Порой Эндрю приходилось нахлобучивать шапку по самые брови, чтобы не быть узнанным компанией молодых джентльменов, вздумавших наведаться в опасный квартал. Они приезжали в шикарных экипажах и передвигались по улицам стаями, чванливые и надменные, словно завоеватели, в поисках какого-нибудь дешевого борделя, в стенах которого можно было безнаказанно воплотить самые низменные желания и дать волю отвратительным инстинктам, ибо, как Эндрю не раз приходилось слышать в курительных комнатах Вест-Энда, со шлюхами из Уайтчепела можно было творить все, что только позволяли воображение и деньги. При виде этих заносчивых молодых самцов Харрингтона посещало странное чувство, будто Уайтчепел — его территория, которую он призван охранять от чужаков. Однако пресечь вторжение варваров было не в его силах, оставалось лишь смириться и искать забвения в поцелуях любимой, которая с каждым днем становилась все прекрасней, словно новые чувства постепенно возвращали ей украденную жизнью прелесть. И все же в каждом раю затаился змей, и на губах Эндрю Харрингтона все чаще оставался привкус горечи. Его запретной любви не было места за пределами Уайтчепела, ей суждено было оставаться пленницей квартала, призрачной и безнадежной. И пока толпа на улице требовала расправы над сапожником-иудеем по прозвищу Кожаный Фартук, Эндрю спасался от гнева и страха в объятиях Мэри, гадая, отчего она так спокойна: то ли предпочитает наслаждаться ароматом розы, не обращая внимания на колючие шипы, то ли твердо знает, что станет бороться за свое обреченное чувство, даже если для этого придется перевернуть вселенную. Но если так, хватит ли ему самому веры и решимости, чтобы выйти на поле заранее проигранного сражения? Сколько Эндрю ни старался, ему не удавалось представить Мэри среди утонченных леди его круга, смыслом жизни которых было исправно рожать детей и развлекать гостей мужа бренчанием на фортепиано. Справится ли она с этой ролью, сможет ли пережить ледяной прием, который, несомненно, окажет ей общество, или погибнет, словно экзотический цветок за стенами оранжереи?

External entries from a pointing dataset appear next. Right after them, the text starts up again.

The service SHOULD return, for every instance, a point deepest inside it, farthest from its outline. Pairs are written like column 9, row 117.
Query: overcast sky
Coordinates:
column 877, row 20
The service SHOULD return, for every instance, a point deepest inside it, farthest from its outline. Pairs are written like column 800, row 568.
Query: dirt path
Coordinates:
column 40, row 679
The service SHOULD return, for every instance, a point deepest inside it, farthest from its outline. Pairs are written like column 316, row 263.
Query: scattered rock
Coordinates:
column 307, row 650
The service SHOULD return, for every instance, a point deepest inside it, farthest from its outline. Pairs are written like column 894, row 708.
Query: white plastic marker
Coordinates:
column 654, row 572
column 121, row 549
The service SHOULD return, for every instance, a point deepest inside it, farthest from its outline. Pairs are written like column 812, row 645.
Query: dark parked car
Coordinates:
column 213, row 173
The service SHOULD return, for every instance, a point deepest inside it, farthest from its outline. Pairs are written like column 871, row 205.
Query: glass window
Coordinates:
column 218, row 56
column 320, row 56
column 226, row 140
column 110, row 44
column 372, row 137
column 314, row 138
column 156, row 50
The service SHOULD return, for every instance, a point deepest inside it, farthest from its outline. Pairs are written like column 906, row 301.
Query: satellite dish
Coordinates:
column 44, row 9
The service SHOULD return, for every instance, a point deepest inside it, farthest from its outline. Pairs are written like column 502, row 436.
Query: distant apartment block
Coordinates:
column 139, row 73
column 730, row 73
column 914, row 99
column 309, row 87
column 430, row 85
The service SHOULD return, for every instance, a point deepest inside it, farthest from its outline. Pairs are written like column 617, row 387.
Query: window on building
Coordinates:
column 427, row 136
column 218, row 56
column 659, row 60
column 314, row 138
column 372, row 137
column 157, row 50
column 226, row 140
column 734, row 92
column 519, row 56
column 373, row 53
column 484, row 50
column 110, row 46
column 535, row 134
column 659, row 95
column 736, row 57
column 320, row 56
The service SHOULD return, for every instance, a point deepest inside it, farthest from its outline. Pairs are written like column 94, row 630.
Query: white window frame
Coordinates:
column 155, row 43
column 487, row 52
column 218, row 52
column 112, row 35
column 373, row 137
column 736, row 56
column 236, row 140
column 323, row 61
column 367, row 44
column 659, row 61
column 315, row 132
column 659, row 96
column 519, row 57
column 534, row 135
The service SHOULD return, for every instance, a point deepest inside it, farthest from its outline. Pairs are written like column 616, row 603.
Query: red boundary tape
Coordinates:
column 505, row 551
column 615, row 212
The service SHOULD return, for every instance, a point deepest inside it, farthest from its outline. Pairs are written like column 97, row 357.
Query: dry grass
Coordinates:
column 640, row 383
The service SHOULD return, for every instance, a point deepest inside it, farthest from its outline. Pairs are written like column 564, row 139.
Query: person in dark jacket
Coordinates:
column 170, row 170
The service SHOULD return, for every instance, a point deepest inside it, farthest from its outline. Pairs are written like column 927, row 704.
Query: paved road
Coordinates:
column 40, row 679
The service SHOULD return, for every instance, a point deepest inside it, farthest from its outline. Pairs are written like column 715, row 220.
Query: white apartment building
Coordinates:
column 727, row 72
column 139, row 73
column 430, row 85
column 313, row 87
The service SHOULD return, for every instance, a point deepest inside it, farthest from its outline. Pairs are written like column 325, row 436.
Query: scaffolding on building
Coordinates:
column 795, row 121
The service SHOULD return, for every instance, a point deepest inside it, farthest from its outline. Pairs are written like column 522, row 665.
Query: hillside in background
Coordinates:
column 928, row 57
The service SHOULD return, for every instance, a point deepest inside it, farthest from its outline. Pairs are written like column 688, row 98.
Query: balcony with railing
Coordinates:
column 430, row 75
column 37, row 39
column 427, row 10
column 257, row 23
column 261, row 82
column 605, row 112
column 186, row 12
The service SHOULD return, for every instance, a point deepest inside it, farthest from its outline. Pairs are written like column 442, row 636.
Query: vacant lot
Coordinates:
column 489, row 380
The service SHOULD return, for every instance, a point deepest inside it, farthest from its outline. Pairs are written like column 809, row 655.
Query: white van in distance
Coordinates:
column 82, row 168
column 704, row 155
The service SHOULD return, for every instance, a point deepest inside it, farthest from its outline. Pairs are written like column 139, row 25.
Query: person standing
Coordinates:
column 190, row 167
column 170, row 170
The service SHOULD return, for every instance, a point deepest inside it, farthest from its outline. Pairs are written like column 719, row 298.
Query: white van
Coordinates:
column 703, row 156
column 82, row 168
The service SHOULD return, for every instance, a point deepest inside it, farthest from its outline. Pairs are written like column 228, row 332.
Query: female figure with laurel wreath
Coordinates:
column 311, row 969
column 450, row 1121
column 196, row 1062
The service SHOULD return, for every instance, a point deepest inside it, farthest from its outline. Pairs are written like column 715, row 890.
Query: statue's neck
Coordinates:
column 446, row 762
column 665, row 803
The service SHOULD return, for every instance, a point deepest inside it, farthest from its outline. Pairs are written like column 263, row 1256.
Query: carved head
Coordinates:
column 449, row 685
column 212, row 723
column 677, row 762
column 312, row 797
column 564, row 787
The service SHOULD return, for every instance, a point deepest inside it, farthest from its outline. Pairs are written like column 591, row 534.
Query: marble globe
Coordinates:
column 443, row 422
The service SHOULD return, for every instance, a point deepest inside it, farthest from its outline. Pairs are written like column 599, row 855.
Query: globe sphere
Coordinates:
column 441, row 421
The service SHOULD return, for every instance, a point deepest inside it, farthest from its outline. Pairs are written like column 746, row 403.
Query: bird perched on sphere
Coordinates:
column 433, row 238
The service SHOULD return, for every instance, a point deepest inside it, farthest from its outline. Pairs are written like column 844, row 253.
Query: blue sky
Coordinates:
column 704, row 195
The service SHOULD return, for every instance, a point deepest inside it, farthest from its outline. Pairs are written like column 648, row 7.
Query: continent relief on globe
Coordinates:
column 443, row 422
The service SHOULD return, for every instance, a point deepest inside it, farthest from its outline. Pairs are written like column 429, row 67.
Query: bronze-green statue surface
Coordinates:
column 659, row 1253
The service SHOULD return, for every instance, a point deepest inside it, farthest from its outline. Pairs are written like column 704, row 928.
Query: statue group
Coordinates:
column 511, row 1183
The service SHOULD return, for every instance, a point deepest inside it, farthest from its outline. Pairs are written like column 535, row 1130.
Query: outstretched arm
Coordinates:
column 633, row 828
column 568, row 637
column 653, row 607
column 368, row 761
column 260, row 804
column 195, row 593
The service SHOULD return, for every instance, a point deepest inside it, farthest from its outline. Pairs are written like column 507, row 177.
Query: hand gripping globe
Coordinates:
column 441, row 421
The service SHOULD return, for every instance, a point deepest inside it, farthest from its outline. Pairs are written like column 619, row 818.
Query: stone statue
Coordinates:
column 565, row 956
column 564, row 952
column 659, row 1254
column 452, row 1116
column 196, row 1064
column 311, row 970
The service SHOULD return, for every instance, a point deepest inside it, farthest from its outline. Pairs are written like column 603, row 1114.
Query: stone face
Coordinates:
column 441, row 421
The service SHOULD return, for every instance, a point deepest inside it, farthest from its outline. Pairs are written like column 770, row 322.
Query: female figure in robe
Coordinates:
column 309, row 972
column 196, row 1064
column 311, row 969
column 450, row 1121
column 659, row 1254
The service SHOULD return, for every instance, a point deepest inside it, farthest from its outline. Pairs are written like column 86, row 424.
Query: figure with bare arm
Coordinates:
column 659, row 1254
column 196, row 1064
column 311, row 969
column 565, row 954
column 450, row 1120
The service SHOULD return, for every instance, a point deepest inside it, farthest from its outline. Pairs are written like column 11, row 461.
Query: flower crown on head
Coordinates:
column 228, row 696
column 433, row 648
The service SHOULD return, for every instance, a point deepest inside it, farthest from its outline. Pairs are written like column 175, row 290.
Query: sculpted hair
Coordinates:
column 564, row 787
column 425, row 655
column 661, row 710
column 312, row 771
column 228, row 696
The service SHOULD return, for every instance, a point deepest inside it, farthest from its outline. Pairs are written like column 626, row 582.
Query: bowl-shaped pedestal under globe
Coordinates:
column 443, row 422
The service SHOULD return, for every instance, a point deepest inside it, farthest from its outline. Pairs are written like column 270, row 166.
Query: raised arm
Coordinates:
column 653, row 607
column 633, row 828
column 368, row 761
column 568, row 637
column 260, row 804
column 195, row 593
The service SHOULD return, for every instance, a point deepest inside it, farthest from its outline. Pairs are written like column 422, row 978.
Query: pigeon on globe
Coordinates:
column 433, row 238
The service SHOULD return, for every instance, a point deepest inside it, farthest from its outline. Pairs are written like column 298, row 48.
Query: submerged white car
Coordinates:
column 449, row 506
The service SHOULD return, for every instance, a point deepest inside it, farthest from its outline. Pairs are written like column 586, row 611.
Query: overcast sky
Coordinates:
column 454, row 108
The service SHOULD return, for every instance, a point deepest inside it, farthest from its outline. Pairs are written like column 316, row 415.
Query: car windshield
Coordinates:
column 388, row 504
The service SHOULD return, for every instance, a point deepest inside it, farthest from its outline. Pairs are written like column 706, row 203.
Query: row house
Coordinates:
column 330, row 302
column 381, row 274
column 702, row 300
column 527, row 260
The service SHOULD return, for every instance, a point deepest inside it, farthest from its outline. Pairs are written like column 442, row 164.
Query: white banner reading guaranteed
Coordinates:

Чтобы развеяться, Эндрю начал читать газеты, но и они трубили на весь свет об убийствах проституток в Ист-Энде. Как-то утром, просматривая за завтраком очередной номер, он узнал о письме, присланном таинственным преступником в Центральное новостное агентство, в котором тот заверял читателей, что и впредь намерен испытывать свой славный острый нож на телах уайтчепелских девок. Под письмом, написанным ярко-красными чернилами, стояла подпись «Джек Потрошитель», и это прозвище показалось всем куда более выразительным и жутким, чем пресное «убийца из Уайтчепела», до сих пор бывшее в ходу у газетчиков. Новое имя, вызывавшее в памяти мучителя женщин Легконогого Джека из дешевых бульварных романов, с легкой руки репортеров разлетелось по всему городу, и можно было подумать, что жители злосчастного квартала находят тот факт, что по их улицам бродит душегуб с остро отточенным ножом, чем-то вроде знака отличия и чуть ли не повода для гордости. Вскоре после публикации зловещего письма Скотленд-Ярд наводнили схожие послания — в них предполагаемый убийца издевался над полицией, хвалился своими злодеяниями и обещал новые жертвы, из чего Эндрю понял, что в Англии хватает людей, находящих удовольствие в том, чтобы приписывать себе чужие преступления, безумцев с отравленными душами, садистов, чьи болезненные наклонности, к счастью, никогда не воплотятся в жизнь. Авторы анонимных записок не только мешали расследованию, но и, сами того не желая, превращали дикаря с Хэнбери-стрит в мифическое чудовище, воплощение самых древних и навязчивых человеческих страхов. Не исключено, что стремительное размножение мнимых душегубов заставляло настоящего преступника наносить новые удары: в ночь на тридцатое сентября на заднем дворе на Датфилд-Ярд была убита Элизабет Страйд, та самая шведка, что когда-то помогла Эндрю разыскать Мэри Келли, а спустя всего час Потрошитель расправился на Митр-сквер с Кэтрин Эддоуз; в ее случае он не ограничился маткой, заодно вырезав у своей жертвы почку и еще кучу внутренностей, а напоследок отсек ей нос.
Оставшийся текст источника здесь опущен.